Pei describes this small wolf as exhibiting variation in size and tooth adaptations, stating that its skull differs from the typical wolf in much smaller size (about 175.0 mm total length for a large C. variabilis specimen), with a more slender muzzle and noticeably reduced or absent sagittal crest. In addition, the lower border of some C. variabilis mandibles is "strongly convex as in the dog". The one trait aligning C. variabilis with wolves is relatively large carnassial teeth (P1 20.4 – 23.0 mm; M1 22.0 – 24 mm). A later researcher has confirmed Pei's measurements, and describes the wolf's skull as having "heavy, wolf-like proportions although smaller than any extant C. lupus. More recent researchers have revisited Pei's view that the ancestor of the dog is a now extinct Canis lupus, and proposed that C. variabilis might be an ancestor of the dog lineage.

In 2012, a study of the wolf-like Canis species of ancient China conducted by the noted vertebrate paleontologist and geologist Xiaoming Wang found that C. variabilis was "very strange" compared to other Canis in China as it had much smaller cranio-dental dimensions than earlier and later species. The study concluded that "It is very likely that this species is the ancestor of the domestic dog Canis familiaris, a hypothesis that has been proposed by previous authors."

In 2015, a study looked at the mitochondrial control region sequences of 13 ancient canid remains and one modern wolf from five sites across Arctic north-east Siberia.

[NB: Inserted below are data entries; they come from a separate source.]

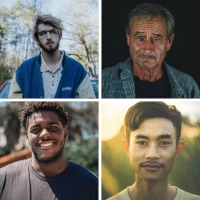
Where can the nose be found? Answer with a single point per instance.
(48, 35)
(152, 152)
(148, 45)
(45, 134)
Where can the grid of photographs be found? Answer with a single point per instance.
(99, 100)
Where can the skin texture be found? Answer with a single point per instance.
(47, 136)
(148, 44)
(152, 151)
(50, 46)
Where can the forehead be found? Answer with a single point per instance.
(43, 117)
(155, 127)
(42, 27)
(155, 24)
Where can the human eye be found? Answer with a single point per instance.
(53, 128)
(142, 143)
(35, 130)
(164, 143)
(53, 31)
(42, 33)
(156, 38)
(139, 37)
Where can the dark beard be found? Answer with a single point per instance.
(53, 158)
(49, 50)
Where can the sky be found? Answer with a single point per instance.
(113, 112)
(62, 9)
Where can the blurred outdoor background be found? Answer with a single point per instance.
(82, 144)
(79, 41)
(116, 171)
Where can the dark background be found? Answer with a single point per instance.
(184, 53)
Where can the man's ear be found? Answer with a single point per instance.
(179, 148)
(170, 42)
(125, 144)
(127, 38)
(66, 132)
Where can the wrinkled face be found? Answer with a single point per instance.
(46, 136)
(48, 38)
(152, 149)
(148, 42)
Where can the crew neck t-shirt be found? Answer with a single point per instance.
(20, 181)
(181, 195)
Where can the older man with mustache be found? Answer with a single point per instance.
(150, 34)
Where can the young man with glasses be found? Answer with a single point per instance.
(51, 74)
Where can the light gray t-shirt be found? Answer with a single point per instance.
(181, 195)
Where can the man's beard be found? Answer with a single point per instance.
(51, 49)
(53, 158)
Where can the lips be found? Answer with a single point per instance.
(151, 167)
(49, 43)
(46, 144)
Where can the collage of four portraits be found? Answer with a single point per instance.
(99, 100)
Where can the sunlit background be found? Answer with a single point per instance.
(116, 171)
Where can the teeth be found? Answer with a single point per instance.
(46, 144)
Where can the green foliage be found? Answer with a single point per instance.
(85, 153)
(4, 74)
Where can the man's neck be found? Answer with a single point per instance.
(52, 59)
(150, 75)
(49, 169)
(158, 190)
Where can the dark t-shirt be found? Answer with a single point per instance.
(158, 89)
(20, 181)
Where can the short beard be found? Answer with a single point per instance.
(53, 158)
(49, 50)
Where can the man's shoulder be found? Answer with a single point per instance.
(121, 195)
(18, 165)
(71, 62)
(183, 195)
(179, 74)
(116, 69)
(15, 169)
(83, 173)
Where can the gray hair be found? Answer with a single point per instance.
(49, 20)
(149, 10)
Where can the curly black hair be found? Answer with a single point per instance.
(33, 107)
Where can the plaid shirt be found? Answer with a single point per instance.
(118, 82)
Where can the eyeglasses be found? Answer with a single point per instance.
(52, 32)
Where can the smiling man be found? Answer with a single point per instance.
(150, 34)
(153, 131)
(51, 74)
(47, 175)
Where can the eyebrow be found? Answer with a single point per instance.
(46, 30)
(49, 123)
(163, 136)
(138, 32)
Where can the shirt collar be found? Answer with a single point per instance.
(44, 67)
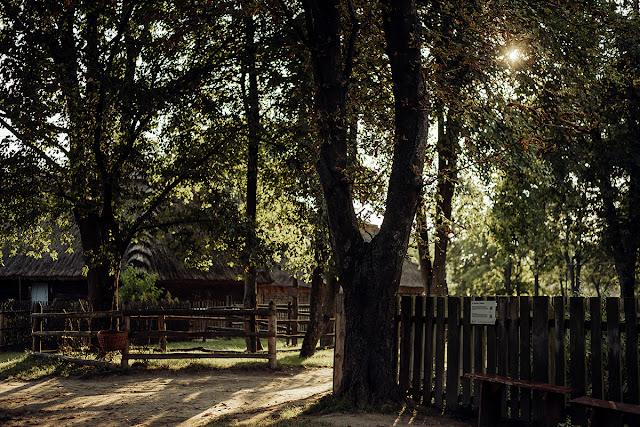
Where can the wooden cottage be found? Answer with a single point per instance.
(44, 279)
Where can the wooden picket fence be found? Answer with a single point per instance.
(590, 344)
(124, 317)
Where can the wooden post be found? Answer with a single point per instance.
(440, 352)
(405, 343)
(631, 339)
(2, 323)
(427, 385)
(296, 310)
(597, 382)
(503, 350)
(525, 362)
(162, 326)
(417, 347)
(467, 351)
(559, 357)
(36, 326)
(273, 327)
(289, 323)
(338, 351)
(613, 344)
(514, 355)
(124, 363)
(540, 341)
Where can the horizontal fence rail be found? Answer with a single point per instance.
(16, 320)
(161, 318)
(589, 344)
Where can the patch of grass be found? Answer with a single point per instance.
(20, 366)
(10, 356)
(23, 366)
(286, 417)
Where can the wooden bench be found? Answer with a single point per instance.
(609, 413)
(492, 388)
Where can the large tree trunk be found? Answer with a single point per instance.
(369, 374)
(369, 272)
(252, 109)
(102, 258)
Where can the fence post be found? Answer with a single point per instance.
(338, 351)
(289, 318)
(453, 353)
(2, 323)
(163, 328)
(406, 308)
(273, 327)
(36, 326)
(124, 363)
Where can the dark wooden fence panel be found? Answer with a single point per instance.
(467, 351)
(453, 353)
(554, 340)
(427, 384)
(631, 365)
(418, 332)
(440, 353)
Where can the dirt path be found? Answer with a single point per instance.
(182, 398)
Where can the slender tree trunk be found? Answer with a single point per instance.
(507, 276)
(426, 269)
(447, 159)
(536, 276)
(316, 324)
(332, 289)
(252, 109)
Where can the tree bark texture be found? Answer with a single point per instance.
(316, 326)
(369, 272)
(96, 235)
(447, 174)
(622, 224)
(507, 276)
(252, 108)
(426, 269)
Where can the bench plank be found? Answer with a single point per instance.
(533, 385)
(607, 404)
(492, 387)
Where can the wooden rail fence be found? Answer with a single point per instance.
(162, 315)
(590, 344)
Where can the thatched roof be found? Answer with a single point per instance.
(411, 276)
(67, 266)
(160, 259)
(155, 257)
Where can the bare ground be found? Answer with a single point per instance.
(179, 398)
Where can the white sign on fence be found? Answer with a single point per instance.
(483, 312)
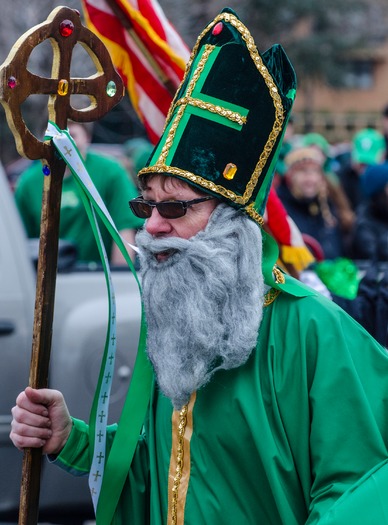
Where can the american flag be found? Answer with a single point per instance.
(146, 50)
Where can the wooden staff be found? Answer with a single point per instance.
(105, 89)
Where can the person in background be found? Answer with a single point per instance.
(370, 236)
(112, 182)
(368, 148)
(262, 402)
(305, 196)
(337, 195)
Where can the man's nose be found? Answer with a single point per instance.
(156, 224)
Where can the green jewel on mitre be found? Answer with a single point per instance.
(226, 122)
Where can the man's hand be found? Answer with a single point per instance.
(40, 419)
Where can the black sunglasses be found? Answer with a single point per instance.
(167, 209)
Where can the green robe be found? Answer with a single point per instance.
(297, 435)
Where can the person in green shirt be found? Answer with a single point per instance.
(112, 182)
(267, 402)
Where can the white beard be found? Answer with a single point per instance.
(203, 304)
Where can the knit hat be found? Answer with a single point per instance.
(226, 122)
(374, 179)
(368, 147)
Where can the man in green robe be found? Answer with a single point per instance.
(269, 403)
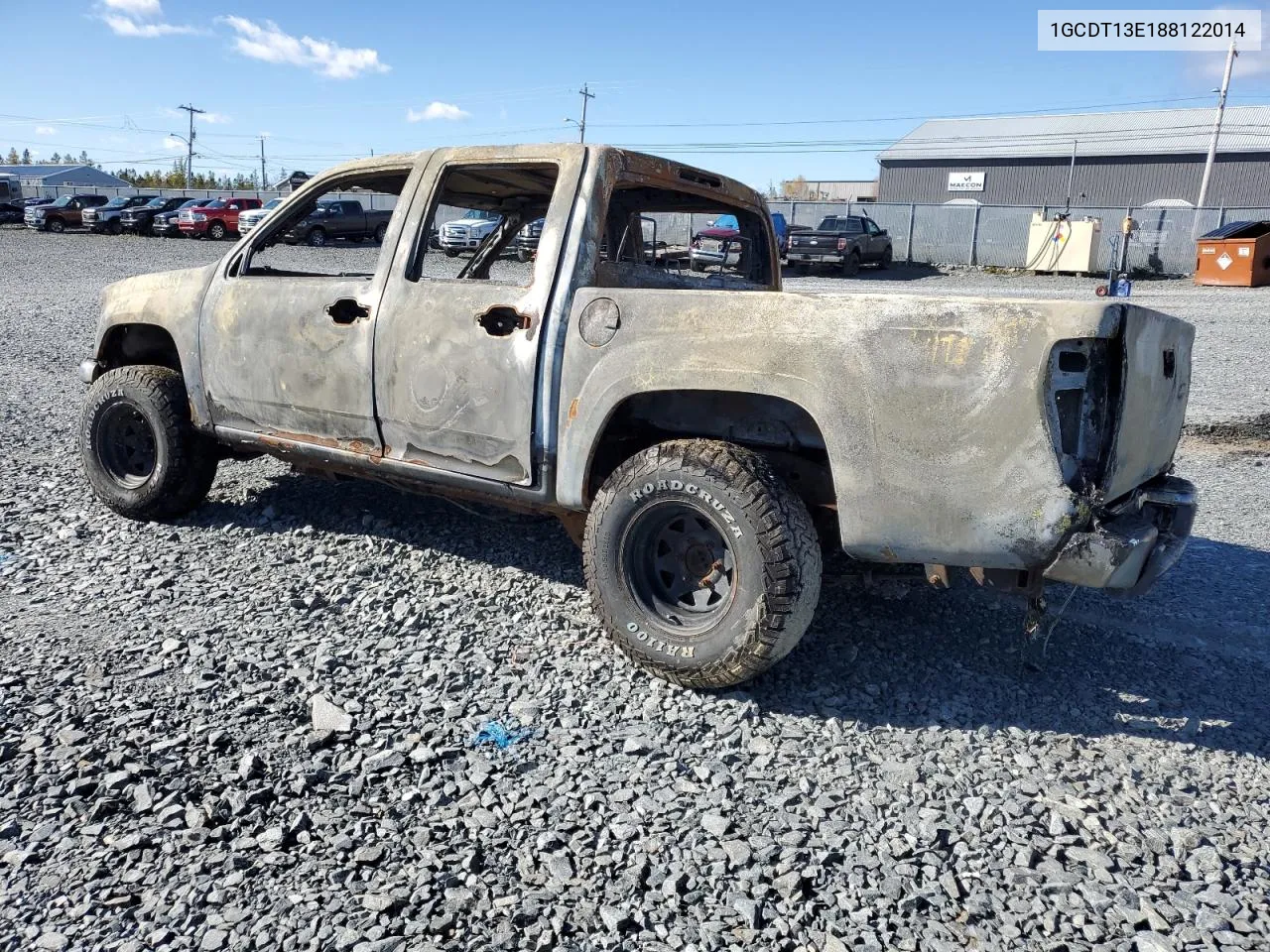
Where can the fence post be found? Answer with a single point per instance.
(974, 235)
(912, 217)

The fourteen canids revealed nine mitochondrial haplotypes, three of which were on record and the others not reported before. The phylogentic tree generated from the sequences showed that four of the Siberian canids dated 28,000 YBP and one Canis c.f. variabilis dated 360,000 YBP were highly divergent. The haplotype designated as S805 (28,000 YBP) from the Yana River was one mutation away from another haplotype S902 (8,000 YBP) that represents Clade A of the modern wolf and domestic dog lineages. Closely related to this haplotype was one that was found in the recently extinct Japanese wolf. Several ancient haplotypes were oriented around S805, including Canis c.f. variabilis (360,000 YBP), Belgium (36,000 YBP – the "Goyet dog"), Belgium (30,000 YBP), and Konsteki, Russia (22,000 YBP). Given the position of the S805 haplotype on the phylogenetic tree, it may potentially represent a direct link from the progenitor (including Canis c.f. variabilis) to the domestic dog and modern wolf lineages. The grey wolf is thought to be ancestral to the domestic dog, however its relationship to C. variabilis, and the genetic contribution of C. variabilis to the dog, is the subject of debate.

The Zhokhov Island (8,700 YBP) and Aachim (1,700 YBP) canid haplotypes fell within the domestic dog clade, cluster with S805, and also share their haplotypes with – or are one mutation away from – the Tibetan wolf (C. l. chanco) and the recently extinct Japanese wolf (C. l. hodophilax). This may indicate that these canids retained the genetic signature of admixture with regional wolf populations. Another haplotype designated as S504 (47,000 YBP) from Duvanny Yar appeared on the phylogenetic tree as not being connected to wolves (both ancient and modern) yet ancestral to dogs, and may represent a genetic source for regional dogs. The authors concluded that the structure of the modern dog gene pool was contributed to from ancient Siberian wolves and possibly from Canis c.f. variabilis.